[Date Prev][Date Next][Thread Prev][Thread Next][Date Index][Thread Index]

Re: Octet vs Char (Re: strings draft)



On Monday 26 January 2004 02:13 pm, Matthew Dempsky wrote:
> From my understanding there are a few issues being discussed here
> (with possibly overlapping consequences) -- O(1) performance of
> strings and using strings for octet sequences.
>
> SRFI-4 defines homogenous numeric vectors which seem like they would
> suffice for implementing octet streams independant of strings and, if
> not, a few Scheme implementations (larceny, MIT/GNU-scheme) provide
> byte-vectors.
>
> As for O(1) performance, there's undoubtably a need for
> non-O(1)-string-like-heavy-weight-objects (herein called ropes) which
> some implementations choose to implement and call them strings (as
> permitted by r5rs).  The current proposal seems to urge
> implementations to provide these as a seperate data type.

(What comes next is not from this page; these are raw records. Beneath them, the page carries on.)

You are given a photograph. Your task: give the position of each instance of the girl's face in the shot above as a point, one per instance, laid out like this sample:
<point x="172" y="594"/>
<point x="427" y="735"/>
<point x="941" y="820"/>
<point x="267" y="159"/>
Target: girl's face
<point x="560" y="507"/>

Well color me dumb, but I don't see why getting O(1) is such a big deal.

Let's say an implementation reads UTF-8 chars.  A uni-string could be 
represented as a tuple.  The required part is a byte-vector of characters 
that fit into 8 bits.  If characters have 16 bit representation, use a 
second, 16-bit vector and a map of which chars are the long ones.  If 16 bit, 
index into the 2nd array, else into the first.  The 2nd array could be 
shortened by using the byte-vector to hold indexes into the 16-bit array in 
the mapped/unused bytevector slots.  In the "worst case" (storage wise), we 
only need the 16-bit array.  The mapping could be a bit-vector or whatever 
makes sense in a particular implementation.

It is true that there are more code paths in this scheme (sic), but each kind 
of representation "knows that" and this still makes refs & sets ~ O(1).

What am I missing here?

Thanks,
-KenD